# Gemma3 Multi-Adapter Serving with Stateful Inference using LMI

This notebook will demonstrates how to use LMI container to serve Gemma3 Multi-Adapter LoRA with stateful sessions enabled.

Stateful sessions is a feature that allows all requests within the same session routed to the same instance, allowing your ML application to reuse previously processed information. This reduces latency and enhances the overall user experience.

Stateful sessions configurations:

* `OPTION_ENABLE_STATEFUL_SESSIONS`: Whether to enable stateful sessions support, defaults to true.
* `OPTION_SESSIONS_PATH`: Specifies the path where session data is saved, defaults to "/dev/shm/djl_sessions".
* `OPTION_SESSIONS_EXPIRATION`: Specifies time in seconds a session remains valid before it expires, defaults to 1200.

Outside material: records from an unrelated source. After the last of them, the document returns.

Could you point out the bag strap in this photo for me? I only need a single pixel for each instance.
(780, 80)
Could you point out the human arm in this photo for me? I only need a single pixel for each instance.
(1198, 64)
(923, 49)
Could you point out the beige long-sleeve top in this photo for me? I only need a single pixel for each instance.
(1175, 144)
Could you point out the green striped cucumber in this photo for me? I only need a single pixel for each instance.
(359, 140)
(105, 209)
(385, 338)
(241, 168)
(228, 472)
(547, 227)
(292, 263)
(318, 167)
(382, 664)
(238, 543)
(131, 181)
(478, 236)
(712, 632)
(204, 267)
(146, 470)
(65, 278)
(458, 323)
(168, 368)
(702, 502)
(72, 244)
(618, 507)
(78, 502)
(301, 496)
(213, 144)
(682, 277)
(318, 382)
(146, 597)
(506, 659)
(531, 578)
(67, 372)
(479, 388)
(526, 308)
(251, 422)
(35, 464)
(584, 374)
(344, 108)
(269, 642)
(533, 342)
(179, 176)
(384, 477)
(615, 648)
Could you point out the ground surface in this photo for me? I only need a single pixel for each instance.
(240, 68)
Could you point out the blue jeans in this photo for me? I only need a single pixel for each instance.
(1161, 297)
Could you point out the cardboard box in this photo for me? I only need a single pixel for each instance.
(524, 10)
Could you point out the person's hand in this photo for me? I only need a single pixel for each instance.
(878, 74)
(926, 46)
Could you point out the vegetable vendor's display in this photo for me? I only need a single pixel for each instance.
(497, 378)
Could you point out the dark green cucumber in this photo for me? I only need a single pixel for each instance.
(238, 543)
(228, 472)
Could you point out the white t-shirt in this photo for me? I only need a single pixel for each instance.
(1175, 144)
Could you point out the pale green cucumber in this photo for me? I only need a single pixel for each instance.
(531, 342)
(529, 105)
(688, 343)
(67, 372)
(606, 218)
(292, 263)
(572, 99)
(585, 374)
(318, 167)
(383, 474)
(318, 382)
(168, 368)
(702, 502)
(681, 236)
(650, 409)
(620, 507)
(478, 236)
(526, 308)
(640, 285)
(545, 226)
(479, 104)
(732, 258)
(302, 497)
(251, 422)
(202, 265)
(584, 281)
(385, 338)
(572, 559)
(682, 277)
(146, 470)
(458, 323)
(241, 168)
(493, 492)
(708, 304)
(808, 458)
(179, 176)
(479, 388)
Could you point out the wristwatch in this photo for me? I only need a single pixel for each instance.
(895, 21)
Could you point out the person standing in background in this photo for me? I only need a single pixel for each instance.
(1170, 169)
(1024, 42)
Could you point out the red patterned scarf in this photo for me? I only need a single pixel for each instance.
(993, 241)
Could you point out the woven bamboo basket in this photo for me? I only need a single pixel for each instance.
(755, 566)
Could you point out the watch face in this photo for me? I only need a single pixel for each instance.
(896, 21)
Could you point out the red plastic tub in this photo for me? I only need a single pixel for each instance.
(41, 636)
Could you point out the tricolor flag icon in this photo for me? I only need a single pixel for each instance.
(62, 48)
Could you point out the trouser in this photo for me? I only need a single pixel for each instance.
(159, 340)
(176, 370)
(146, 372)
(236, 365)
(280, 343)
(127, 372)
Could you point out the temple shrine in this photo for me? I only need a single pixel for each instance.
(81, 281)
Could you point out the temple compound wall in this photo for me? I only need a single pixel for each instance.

## Install Packages and Import Dependencies

In [None]:
!pip install sagemaker boto3 transformers huggingface-hub

## Deploy to SageMaker 

In [None]:
import sagemaker
import boto3
import json

print(f"boto3 version: {boto3.__version__}")
print(f"sagemaker version: {sagemaker.__version__}")

In [None]:
role = sagemaker.get_execution_role()  # execution role for the endpoint
sess = sagemaker.session.Session()  # sagemaker session for interacting with different AWS APIs
bucket = sess.default_bucket()  # bucket to house artifacts
region = sess._region_name

sm_client = boto3.client(service_name="sagemaker")
sm_runtime = boto3.client(service_name="sagemaker-runtime")

In [None]:
inference_image_uri = f"763104351884.dkr.ecr.{region}.amazonaws.com/djl-inference:0.34.0-lmi16.0.0-cu128"

print(f"Inference container image: {inference_image_uri}")

### Download and upload adapter weights

In [None]:
from huggingface_hub import snapshot_download
snapshot_download("Cossale/poetry-gemma3-4B-LoRA", local_dir="./adapter1", local_dir_use_symlinks=False)

In [None]:
#
# PLEASE NOTE - Adapter files must be in "tar.gz" file and uploaded to S3
#

adapter_filename = "adapter.tar.gz"
adapter_s3_uri = f"s3://{bucket}/gemma-3-4b-adapter/{adapter_filename}"

print(adapter_s3_uri)

In [None]:
!cd adapter1 && tar -czvf ../{adapter_filename} .

In [None]:
!aws s3 cp {adapter_filename} {adapter_s3_uri}

### Create SageMaker Model and Endpoint

In [None]:
from sagemaker.compute_resource_requirements.resource_requirements import ResourceRequirements

model_id = "unsloth/gemma-3-4b-it"

model_name = endpoint_name = "IC-endpoint-gemma3"
base_inference_component_name = "base-" + model_name

env = {
    "HF_MODEL_ID": model_id,
    "SERVING_FAIL_FAST": "True",
    "OPTION_TENSOR_PARALLEL_DEGREE": "max",
    "OPTION_ASYNC_MODE": "true",
    "OPTION_ROLLING_BATCH": "disable",
    "OPTION_ENTRYPOINT": "djl_python.lmi_vllm.vllm_async_service",
    "OPTION_ENABLE_LORA": "true",
    "OPTION_MAX_LORAS": "4",
    "OPTION_MAX_CPU_LORAS": "8",
    "OPTION_MAX_LORA_RANK": "64",
}

lmi_model = sagemaker.Model(image_uri = inference_image_uri,
                            env = env,
                            role = role,
                            name = model_name)


In [None]:
lmi_model.deploy(instance_type = "ml.g6.12xlarge",
                 initial_instance_count = 1,
                 container_startup_health_check_timeout = 600,
                 endpoint_name = endpoint_name,
                 endpoint_type = sagemaker.enums.EndpointType.INFERENCE_COMPONENT_BASED,
                 inference_component_name = base_inference_component_name,
                 resources = ResourceRequirements(requests={"num_accelerators": 1, "memory": 4096, "copies": 1}))

In [None]:
%%time

ic1_adapter_name = f"ic1-adapter-{model_name}"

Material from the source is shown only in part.